I tried different architectures and I'm using relu activation for all layers. To optimize I'm using adam with mae loss.

The problem I have is the network trains successfully (although the train loss is still terrible) but when I'm predicting I notice that although the predictions do make sense for some nodes, there are always a certain number of nodes that only output 0. I've tried changing the number of nodes of my bottleneck layer (output) and it always happens even when I decrease the output number.

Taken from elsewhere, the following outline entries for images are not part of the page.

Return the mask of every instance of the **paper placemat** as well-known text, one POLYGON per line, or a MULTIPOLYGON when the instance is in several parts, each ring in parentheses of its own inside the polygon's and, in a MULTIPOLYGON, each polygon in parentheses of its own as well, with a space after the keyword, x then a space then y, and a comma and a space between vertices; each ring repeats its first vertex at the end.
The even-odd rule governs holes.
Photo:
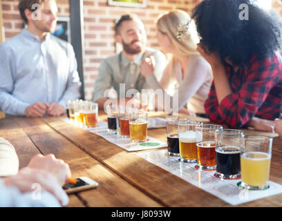
POLYGON ((75 124, 73 122, 70 120, 68 117, 62 117, 62 118, 61 118, 61 119, 66 122, 71 124, 73 126, 81 128, 82 129, 84 129, 84 131, 91 131, 91 130, 96 129, 96 128, 108 128, 108 123, 106 122, 103 122, 103 121, 98 121, 98 122, 97 124, 97 126, 95 126, 95 127, 85 128, 85 127, 80 126, 79 125, 78 125, 77 124, 75 124))
POLYGON ((168 156, 167 150, 137 153, 136 155, 205 190, 226 202, 236 206, 247 202, 282 193, 282 186, 270 181, 265 190, 250 191, 238 186, 239 180, 220 180, 214 176, 216 171, 199 171, 196 164, 184 164, 178 157, 168 156))
POLYGON ((97 128, 90 131, 90 132, 106 139, 109 142, 127 151, 138 151, 167 146, 166 142, 150 136, 147 136, 146 142, 132 143, 130 138, 119 137, 116 132, 108 132, 108 128, 97 128))

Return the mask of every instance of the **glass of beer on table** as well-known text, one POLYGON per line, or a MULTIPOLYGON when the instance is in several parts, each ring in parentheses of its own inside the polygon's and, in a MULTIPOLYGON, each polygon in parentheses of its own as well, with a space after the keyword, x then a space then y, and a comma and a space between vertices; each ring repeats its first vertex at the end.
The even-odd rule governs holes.
POLYGON ((73 122, 75 120, 75 110, 73 108, 73 100, 69 99, 66 103, 66 115, 68 118, 73 122))
MULTIPOLYGON (((168 115, 165 117, 167 124, 167 154, 179 156, 178 117, 168 115)), ((187 119, 189 121, 189 119, 187 119)))
POLYGON ((129 115, 129 134, 131 142, 146 142, 147 128, 148 112, 142 109, 133 109, 129 115))
POLYGON ((245 135, 241 152, 241 184, 247 189, 268 188, 272 138, 245 135))
POLYGON ((199 169, 216 169, 216 143, 222 143, 223 131, 223 126, 218 125, 196 126, 196 133, 201 136, 201 142, 196 144, 197 167, 199 169))
MULTIPOLYGON (((223 142, 216 146, 216 176, 218 177, 223 179, 240 177, 240 153, 241 139, 243 137, 244 132, 242 131, 223 129, 223 142)), ((216 143, 219 144, 220 142, 216 143)))
POLYGON ((180 161, 185 163, 197 162, 196 143, 202 140, 200 131, 196 131, 196 126, 203 126, 202 122, 179 122, 179 153, 180 161))
POLYGON ((98 122, 98 104, 84 102, 84 125, 86 128, 95 127, 98 122))
POLYGON ((120 106, 119 115, 117 117, 117 126, 120 128, 122 137, 129 137, 129 108, 124 106, 120 106))
POLYGON ((110 104, 106 106, 108 117, 108 131, 115 132, 117 130, 118 105, 110 104))

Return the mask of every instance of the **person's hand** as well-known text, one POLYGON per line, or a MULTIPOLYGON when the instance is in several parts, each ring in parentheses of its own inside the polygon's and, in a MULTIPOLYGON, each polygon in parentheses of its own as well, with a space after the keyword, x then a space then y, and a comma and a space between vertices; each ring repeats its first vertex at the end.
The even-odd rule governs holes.
POLYGON ((155 72, 155 61, 153 56, 146 57, 141 65, 141 75, 144 77, 153 74, 155 72))
POLYGON ((209 52, 207 48, 200 44, 197 44, 197 50, 203 56, 205 60, 209 63, 212 68, 215 68, 218 66, 223 66, 220 61, 220 59, 217 53, 209 52))
POLYGON ((43 117, 48 107, 48 103, 36 102, 26 108, 24 115, 29 117, 43 117))
POLYGON ((66 180, 71 177, 68 164, 62 160, 56 159, 53 154, 46 156, 38 154, 34 156, 27 167, 44 170, 51 173, 61 186, 63 186, 66 180))
POLYGON ((44 170, 25 167, 17 175, 3 178, 3 181, 6 186, 15 186, 21 193, 32 192, 35 184, 39 184, 41 191, 46 191, 53 194, 61 205, 66 206, 69 202, 68 195, 57 179, 44 170))
POLYGON ((279 137, 282 137, 282 119, 275 119, 275 133, 279 135, 279 137))
POLYGON ((66 113, 66 110, 61 105, 52 103, 47 109, 47 113, 50 116, 59 116, 66 113))

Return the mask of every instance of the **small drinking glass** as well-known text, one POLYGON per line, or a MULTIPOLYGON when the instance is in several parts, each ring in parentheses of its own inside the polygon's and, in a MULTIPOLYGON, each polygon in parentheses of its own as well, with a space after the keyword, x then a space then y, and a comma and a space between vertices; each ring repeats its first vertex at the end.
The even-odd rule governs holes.
POLYGON ((129 113, 124 106, 120 106, 119 126, 122 137, 129 137, 129 113))
POLYGON ((117 105, 111 104, 106 106, 106 113, 108 117, 108 131, 115 132, 117 130, 117 105))
POLYGON ((131 142, 144 142, 148 128, 148 112, 133 110, 129 115, 129 134, 131 142))
POLYGON ((196 131, 196 126, 203 126, 203 123, 189 121, 178 123, 179 153, 182 162, 197 162, 196 143, 202 140, 202 136, 200 131, 196 131))
POLYGON ((83 106, 84 125, 86 128, 95 127, 98 122, 98 104, 85 102, 83 106))
POLYGON ((243 137, 244 132, 242 131, 223 129, 223 142, 221 145, 216 145, 217 177, 223 179, 240 177, 241 144, 243 137))
MULTIPOLYGON (((171 156, 179 156, 178 117, 166 116, 167 154, 171 156)), ((189 120, 189 119, 187 119, 189 120)))
POLYGON ((203 170, 214 170, 216 167, 216 143, 222 144, 223 128, 214 124, 196 126, 196 131, 202 140, 197 146, 197 167, 203 170))
POLYGON ((246 135, 242 139, 241 187, 254 190, 268 187, 272 140, 258 135, 246 135))

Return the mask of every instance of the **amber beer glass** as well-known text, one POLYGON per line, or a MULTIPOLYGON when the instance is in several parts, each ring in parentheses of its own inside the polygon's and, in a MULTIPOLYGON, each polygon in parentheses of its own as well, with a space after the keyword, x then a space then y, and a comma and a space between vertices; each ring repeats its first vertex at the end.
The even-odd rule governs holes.
POLYGON ((240 177, 240 153, 241 139, 244 135, 244 132, 240 130, 223 129, 223 142, 216 145, 217 177, 223 179, 240 177))
POLYGON ((253 190, 267 189, 273 139, 246 135, 242 140, 241 186, 253 190))
POLYGON ((108 117, 108 131, 115 132, 117 130, 117 105, 106 106, 106 113, 108 117))
MULTIPOLYGON (((179 156, 178 117, 169 115, 166 117, 167 154, 179 156)), ((188 119, 189 120, 189 119, 188 119)))
POLYGON ((202 140, 200 131, 196 126, 203 126, 202 122, 180 122, 178 123, 179 153, 180 161, 185 163, 197 162, 196 143, 202 140))
POLYGON ((85 102, 84 106, 84 124, 86 128, 95 127, 98 122, 98 104, 85 102))
POLYGON ((129 137, 129 113, 128 110, 125 106, 120 106, 117 125, 118 124, 120 128, 122 137, 129 137))
POLYGON ((73 100, 68 100, 66 104, 66 114, 68 115, 68 119, 73 122, 75 120, 75 110, 73 108, 73 100))
POLYGON ((200 169, 216 169, 216 142, 222 143, 223 131, 223 126, 214 124, 196 126, 196 131, 202 136, 202 141, 196 144, 197 166, 200 169))
POLYGON ((148 112, 134 110, 129 115, 129 133, 131 142, 144 142, 147 136, 148 112))

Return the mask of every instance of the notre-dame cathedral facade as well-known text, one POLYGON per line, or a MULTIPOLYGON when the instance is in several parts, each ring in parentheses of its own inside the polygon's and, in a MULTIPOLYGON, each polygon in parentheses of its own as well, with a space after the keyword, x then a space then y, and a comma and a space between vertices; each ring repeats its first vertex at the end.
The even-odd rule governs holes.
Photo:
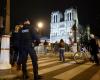
POLYGON ((72 27, 76 25, 78 29, 78 14, 77 10, 73 8, 66 9, 64 14, 60 11, 55 11, 51 13, 51 23, 50 23, 50 42, 59 42, 63 39, 66 43, 70 43, 69 38, 74 40, 74 34, 72 27))

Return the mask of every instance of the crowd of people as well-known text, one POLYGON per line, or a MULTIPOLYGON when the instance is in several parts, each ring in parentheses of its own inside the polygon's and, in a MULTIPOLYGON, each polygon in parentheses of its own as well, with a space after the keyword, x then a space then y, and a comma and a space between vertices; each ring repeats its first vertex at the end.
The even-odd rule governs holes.
POLYGON ((23 25, 17 25, 11 34, 11 50, 10 63, 12 67, 17 64, 17 70, 22 70, 23 80, 28 79, 27 59, 28 55, 32 60, 34 80, 39 80, 42 77, 38 74, 37 55, 34 49, 39 45, 39 37, 30 24, 30 20, 26 19, 23 25), (34 44, 34 45, 33 45, 34 44))
MULTIPOLYGON (((100 64, 97 54, 99 53, 99 47, 96 42, 95 36, 91 35, 89 41, 89 52, 91 54, 92 62, 95 62, 97 65, 100 64)), ((31 26, 30 20, 26 19, 22 25, 15 26, 14 31, 12 31, 10 39, 10 64, 14 67, 17 64, 17 70, 22 70, 23 79, 28 79, 27 71, 27 59, 28 55, 32 60, 34 80, 39 80, 42 78, 38 74, 38 58, 36 55, 35 47, 40 44, 40 39, 36 30, 31 26)), ((48 42, 45 40, 44 51, 47 53, 48 42)), ((84 44, 82 45, 84 46, 84 44)), ((67 50, 70 50, 70 47, 67 45, 67 50)), ((55 54, 59 53, 59 60, 65 62, 64 52, 66 51, 66 43, 63 39, 60 42, 55 42, 53 44, 53 51, 55 54)))

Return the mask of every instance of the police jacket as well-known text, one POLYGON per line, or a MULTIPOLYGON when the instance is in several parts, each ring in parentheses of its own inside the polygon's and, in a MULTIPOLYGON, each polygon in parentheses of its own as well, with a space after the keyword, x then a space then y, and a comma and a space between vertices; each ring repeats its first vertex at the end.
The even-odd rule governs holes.
POLYGON ((32 46, 34 40, 38 40, 38 34, 31 25, 24 25, 20 30, 20 45, 21 46, 32 46))

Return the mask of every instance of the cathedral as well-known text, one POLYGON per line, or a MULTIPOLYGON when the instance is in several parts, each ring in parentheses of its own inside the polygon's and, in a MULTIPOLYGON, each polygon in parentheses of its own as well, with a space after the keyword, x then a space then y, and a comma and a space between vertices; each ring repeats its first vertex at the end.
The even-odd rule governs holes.
MULTIPOLYGON (((72 30, 73 26, 76 26, 78 34, 78 14, 77 10, 73 8, 66 9, 64 14, 60 11, 54 11, 51 13, 51 23, 50 23, 50 42, 59 42, 63 39, 65 43, 70 44, 74 41, 74 33, 72 30)), ((76 36, 78 39, 78 36, 76 36)))

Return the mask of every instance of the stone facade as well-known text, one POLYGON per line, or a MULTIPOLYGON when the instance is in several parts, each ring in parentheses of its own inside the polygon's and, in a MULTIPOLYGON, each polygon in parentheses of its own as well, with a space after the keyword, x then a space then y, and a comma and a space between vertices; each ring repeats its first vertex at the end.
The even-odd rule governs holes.
POLYGON ((79 23, 76 9, 66 9, 64 12, 64 16, 60 11, 52 12, 50 23, 50 42, 55 43, 56 41, 59 42, 60 39, 63 39, 66 43, 69 44, 69 38, 71 38, 72 41, 74 40, 72 31, 72 27, 74 24, 78 29, 79 23))

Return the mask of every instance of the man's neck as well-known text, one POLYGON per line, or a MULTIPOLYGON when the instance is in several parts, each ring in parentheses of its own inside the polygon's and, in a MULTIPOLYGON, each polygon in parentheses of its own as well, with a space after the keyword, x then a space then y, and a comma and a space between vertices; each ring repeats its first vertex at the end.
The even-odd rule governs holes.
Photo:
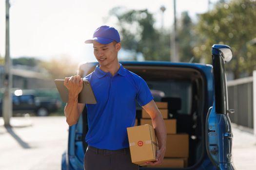
POLYGON ((118 61, 108 66, 99 66, 99 68, 104 72, 109 72, 114 76, 120 68, 120 64, 118 61))

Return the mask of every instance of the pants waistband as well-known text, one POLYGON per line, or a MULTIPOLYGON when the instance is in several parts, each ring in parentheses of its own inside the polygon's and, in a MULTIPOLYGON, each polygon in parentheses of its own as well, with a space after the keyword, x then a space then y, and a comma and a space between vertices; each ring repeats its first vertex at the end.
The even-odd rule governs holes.
POLYGON ((93 147, 92 146, 88 146, 87 150, 90 150, 94 152, 97 154, 114 154, 117 153, 121 153, 123 154, 127 154, 130 153, 130 148, 124 148, 118 150, 108 150, 106 149, 100 149, 93 147))

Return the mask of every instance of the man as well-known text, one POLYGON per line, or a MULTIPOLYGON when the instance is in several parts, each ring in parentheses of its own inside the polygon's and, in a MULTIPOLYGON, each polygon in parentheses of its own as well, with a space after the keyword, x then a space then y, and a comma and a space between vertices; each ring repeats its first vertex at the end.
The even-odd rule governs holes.
MULTIPOLYGON (((158 141, 156 161, 147 163, 161 164, 166 141, 163 119, 145 81, 119 63, 121 43, 118 31, 101 26, 85 43, 93 44, 99 65, 84 78, 90 82, 97 101, 96 104, 86 104, 89 130, 85 137, 88 147, 84 156, 85 170, 138 170, 131 162, 126 131, 127 127, 135 124, 136 101, 150 115, 158 141)), ((77 123, 85 106, 78 103, 82 81, 79 76, 65 78, 69 94, 64 113, 69 126, 77 123)))

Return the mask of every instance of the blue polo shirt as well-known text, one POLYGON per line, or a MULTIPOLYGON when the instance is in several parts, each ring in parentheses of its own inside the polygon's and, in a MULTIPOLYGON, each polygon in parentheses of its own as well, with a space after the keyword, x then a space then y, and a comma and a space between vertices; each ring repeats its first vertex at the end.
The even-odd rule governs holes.
POLYGON ((128 148, 126 128, 135 125, 136 101, 143 106, 153 99, 146 83, 120 64, 114 76, 98 65, 84 79, 90 82, 97 101, 86 104, 89 130, 85 141, 101 149, 128 148))

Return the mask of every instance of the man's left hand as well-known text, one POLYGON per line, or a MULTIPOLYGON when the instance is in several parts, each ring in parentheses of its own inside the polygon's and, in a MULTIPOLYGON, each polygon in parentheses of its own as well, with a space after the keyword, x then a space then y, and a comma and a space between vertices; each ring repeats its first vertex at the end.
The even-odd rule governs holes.
POLYGON ((163 161, 164 153, 165 153, 165 149, 160 149, 157 151, 157 155, 156 156, 156 161, 146 162, 146 164, 148 165, 160 165, 163 161))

Any ideas on what I'm doing wrong?

tf.Keras code:

input_layer = keras.Input(shape=(19947,))
simple_encoder = keras.models.Sequential([
    input_layer,
    keras.layers.Dense(512, activation='relu'),
    keras.layers.Dense(128, activation='relu'),
    keras.layers.Dense(16, activation='relu')
])
simple_decoder = keras.models.Sequential([
    keras.layers.Dense(128, activation='relu'),
    keras.layers.Dense(512, activation='relu'),
    keras.layers.Dense(19947, activation='relu')
])
simple_ae = keras.models.Sequential([simple_encoder, simple_decoder])
simple_ae.compile(optimizer='adam', loss='mae')
simple_ae.fit(X_train, X_train,
              epochs=1000,
              validation_data=(X_valid, X_valid),
              callbacks=[early_stopping])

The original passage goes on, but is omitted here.